The code is all in the FOAF SVN, and accessible via “svn co http://svn.foaf-project.org/foaftown/opensocial/vocab/”. I’ve also taken the liberty of including a copy of the OpenSocial *.js files, and Mozilla’s Rhino Javascript interpreter js.jar in there too, for self-containedness.

The code in schemarama.js will simply generate an RDFA/XHTML page describing the schema. This can be checked using the W3C validator, or converted to RDF/XML with the pyRDFa service at W3C.

I’ve tested the output using the OwlSight/pellet service from Clark & Parsia, and with Protege 4. It’s basic but seems OK and a foundation to build from. Here’s a screenshot of the output loaded into Protege (which btw finds 10 classes and 99 properties).

An example view from protege, showing the class browser in one panel, and a few properties of Person in another.

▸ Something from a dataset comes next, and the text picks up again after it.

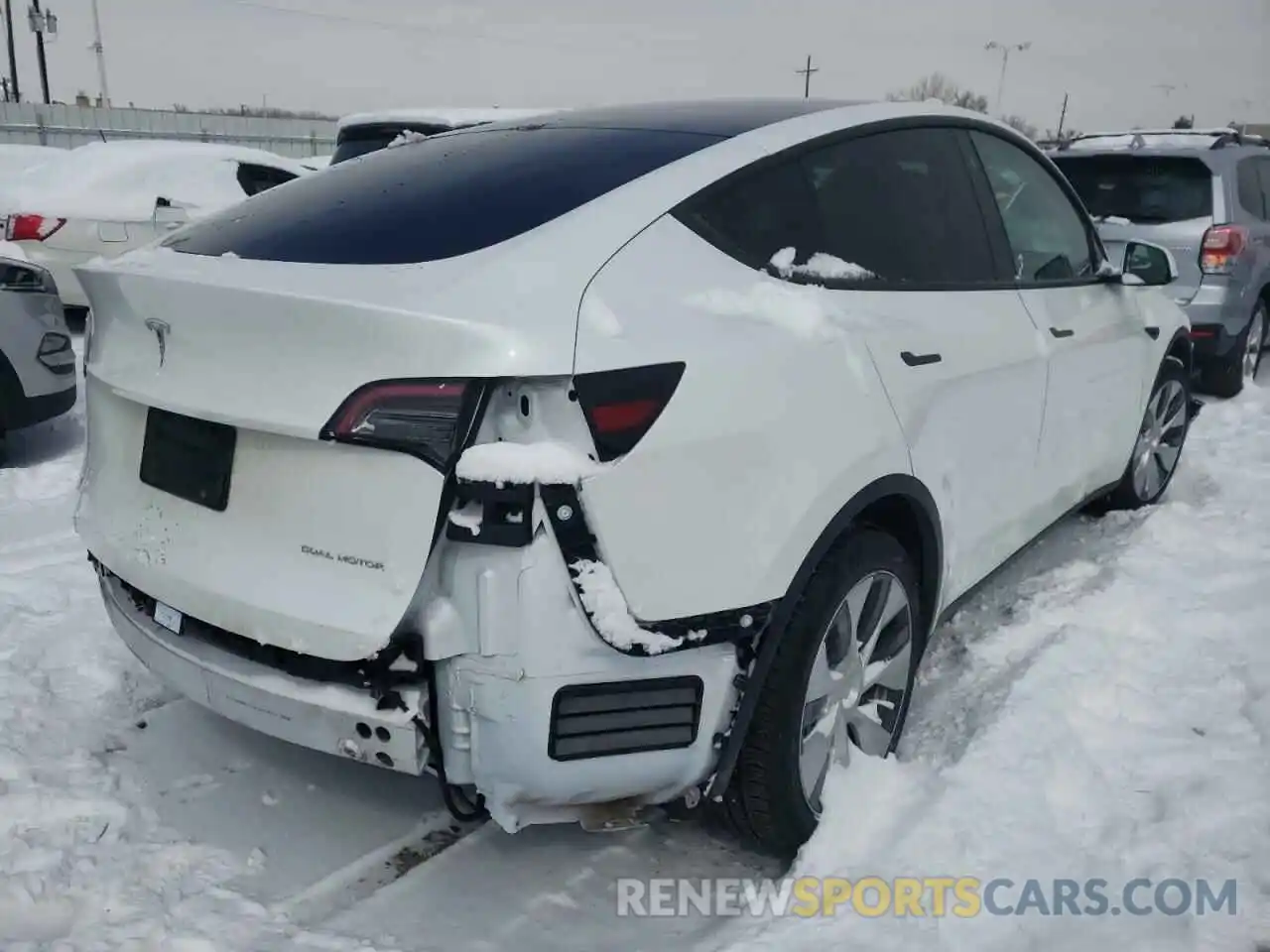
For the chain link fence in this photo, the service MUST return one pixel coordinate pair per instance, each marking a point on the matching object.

OK so why might this be interesting?

  • Using OpenSocial-derrived vocabulary, OpenSocial-exported data in other contexts
    • databases (queryable via SPARQL)
    • mixed with FOAF
    • mixed with Microformats
    • published directly in RDFa/HTML
  • Mapping OpenSocial terms with other contact and social network schemas

This suggests some goals for continued exploration:

It should be possible to use “OpenSocial markup” in an ordinary homepage or blog (HTML or XHTML), drawing on any of the descriptive concepts they define, through using RDFa’s markup notation. As Mark Birbeck pointed out recently, RDFa is an empty vessel – it does not define any descriptive vocabulary. Instead, the RDF toolset offers an environment in which vocabulary from multiple independent sources can be mixed and merged quite freely. The hard work of the OpenSocial team in analysing social network schemas and finding commonalities, or of the Microformats scene in defining simple building-block vocabularies … these can hopefully be combined within a single environment.

PHP Shindig overview from Rajdeep Dua (opensource OpenSocial)

Via Rajdeep Dua on shindig-dev, “Shindig : An Architectural Overview ( PHP Version)

Shindig is the Apache-incubated project to build an opensource implementation of the Google-and-friends OpenSocial platform for gadgety social networking. Most activity on the list is around the Java version, but a PHP effort/port is also underway.

This article follows the earlier “Architectural Overview of Shindig , an OpenSocial Reference Implementation“; both are based on work-in-progress code from Shindig svn.

One part that caught me eye was this handy (if inaccessible) overview of the schemas:

Figure 7 provides the details of various classes which represent and store the social graph on the client side for OpenSocial APIs.

I’ve transcribed the Person properties from this UMLish diagram; anyone doing serious mapping work ought to go track down a more authoritative reference (and let me know where it is!). Since the diagram is about client-side code, I guess it’s source is in Javascript and is shared with the Java codebase. A couple weeks ago at ESWC I made an attempt to expose this data via SPARQL/RDF using D2RQ, following a guide I found to wrapping Java Shindig around a MySQL database. I’d be happy to share that, but fear the codebase is moving so fast that some work would be needed to update to latest version.